TV It's the multiple Doctor story we've all been hoping for. Well, not really, but as The Flick Filosopher MaryAnn notices, Chris & Dave acted together in Michael Winterbottom's miserablist film drama Jude. Also starring Dexter Fletcher and James Nesbitt, so it's really a Davies vs. Moffat casting orgy.

A boring post about hard disks.

Life Yesterday morning I meandered through the torrential rain and headed out to finally buy an external hard disk. When I originally bought this Dell PC, I had to do it with the budget I had at the time and ended up skimping on the disk space for a better processor and more memory. Twelve months later and the poor thing filled up with mainly music and photos and had slowed to a crawl Having shopped around for several months (I'm very thorough) I decided I wanted something big and that I didn't need it to be portable. In other words I wanted something like this, the Maxtor Basics 500GB External Hard Drive.

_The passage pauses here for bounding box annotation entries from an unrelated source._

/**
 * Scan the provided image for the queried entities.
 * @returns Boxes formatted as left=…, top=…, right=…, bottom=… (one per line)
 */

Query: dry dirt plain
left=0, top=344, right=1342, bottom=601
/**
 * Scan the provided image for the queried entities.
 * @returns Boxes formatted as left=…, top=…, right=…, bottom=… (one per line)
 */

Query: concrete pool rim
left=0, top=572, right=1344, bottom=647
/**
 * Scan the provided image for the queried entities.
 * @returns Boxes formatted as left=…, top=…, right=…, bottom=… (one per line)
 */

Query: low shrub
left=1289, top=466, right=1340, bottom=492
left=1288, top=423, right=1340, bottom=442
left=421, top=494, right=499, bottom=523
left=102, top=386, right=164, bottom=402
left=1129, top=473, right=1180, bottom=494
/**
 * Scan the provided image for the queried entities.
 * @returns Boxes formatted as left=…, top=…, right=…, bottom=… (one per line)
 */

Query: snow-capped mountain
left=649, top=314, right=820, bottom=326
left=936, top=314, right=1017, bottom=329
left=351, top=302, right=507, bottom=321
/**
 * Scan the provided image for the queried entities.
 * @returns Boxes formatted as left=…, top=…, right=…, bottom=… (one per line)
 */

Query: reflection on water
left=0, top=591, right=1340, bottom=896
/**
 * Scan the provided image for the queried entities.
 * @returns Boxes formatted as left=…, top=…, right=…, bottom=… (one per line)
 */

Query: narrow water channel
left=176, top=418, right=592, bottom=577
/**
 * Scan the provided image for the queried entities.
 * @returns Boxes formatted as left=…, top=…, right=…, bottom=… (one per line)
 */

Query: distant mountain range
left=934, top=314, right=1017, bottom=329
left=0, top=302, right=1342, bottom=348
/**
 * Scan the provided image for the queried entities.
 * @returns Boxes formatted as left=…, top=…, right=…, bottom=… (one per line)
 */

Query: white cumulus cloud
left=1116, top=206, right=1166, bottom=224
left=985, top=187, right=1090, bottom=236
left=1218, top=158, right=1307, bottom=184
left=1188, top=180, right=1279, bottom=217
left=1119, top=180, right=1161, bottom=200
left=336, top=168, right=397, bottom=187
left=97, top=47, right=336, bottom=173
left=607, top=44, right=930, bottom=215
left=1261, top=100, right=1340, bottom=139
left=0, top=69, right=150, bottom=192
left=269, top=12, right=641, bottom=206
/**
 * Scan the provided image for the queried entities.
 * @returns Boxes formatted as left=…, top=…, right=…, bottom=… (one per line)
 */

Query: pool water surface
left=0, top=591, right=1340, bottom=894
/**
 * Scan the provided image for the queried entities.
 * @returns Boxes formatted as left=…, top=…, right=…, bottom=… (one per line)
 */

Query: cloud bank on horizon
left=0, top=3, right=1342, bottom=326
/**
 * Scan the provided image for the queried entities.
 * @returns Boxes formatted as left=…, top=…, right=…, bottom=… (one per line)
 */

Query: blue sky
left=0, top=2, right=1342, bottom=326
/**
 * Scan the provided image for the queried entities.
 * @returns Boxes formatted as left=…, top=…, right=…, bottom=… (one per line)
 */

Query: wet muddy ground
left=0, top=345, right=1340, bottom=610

It's massive. I've copied all of the music and photos and a couple of other things on there and its only a quarter full, it's a seemingly bottomless pit, the storage equivalent of that hole which Indiana Jones had to walk across in The Last Crusade. There are larger -- a hundred pounds would have bought a terrabite, but I didn't want to be greedy, plus I had enough stress trying to justify spending sixty on something which simply to have somewhere else to store all of that girly music and soundtracks and podcasts. But there's no doubting that my desktop is faster, no longer grunting and wheezing as it attempts to work out exactly how I ended up with an S Club 7 Greatest Hits, something I'm not exactly clear about either.
Video I'm still trying to work out the best way to show video -- embed or link. Whilst I wrestle with that, take a look at this:



Despite having been put together by a fan of whoever this is, the mournful music renders it somewhat hilarious, like an Armando Ianucci spoof. She's not dead. Though according to a commenter at You Tube she is pregnant.
Elsewhere Superlambanana-on-and-on. My photographs are finally grouped at flickr. Hope you like them.
Sport Quick Olympic update. Archer Larry Godfrey went shooting on the first day of the championship finishing 34th on 657 points on the first day of the Men's individual (70m) ranking round. Since I've no real idea of how Archery scoring works, I can't tell you if that's normal, a good thing, or everything is lost.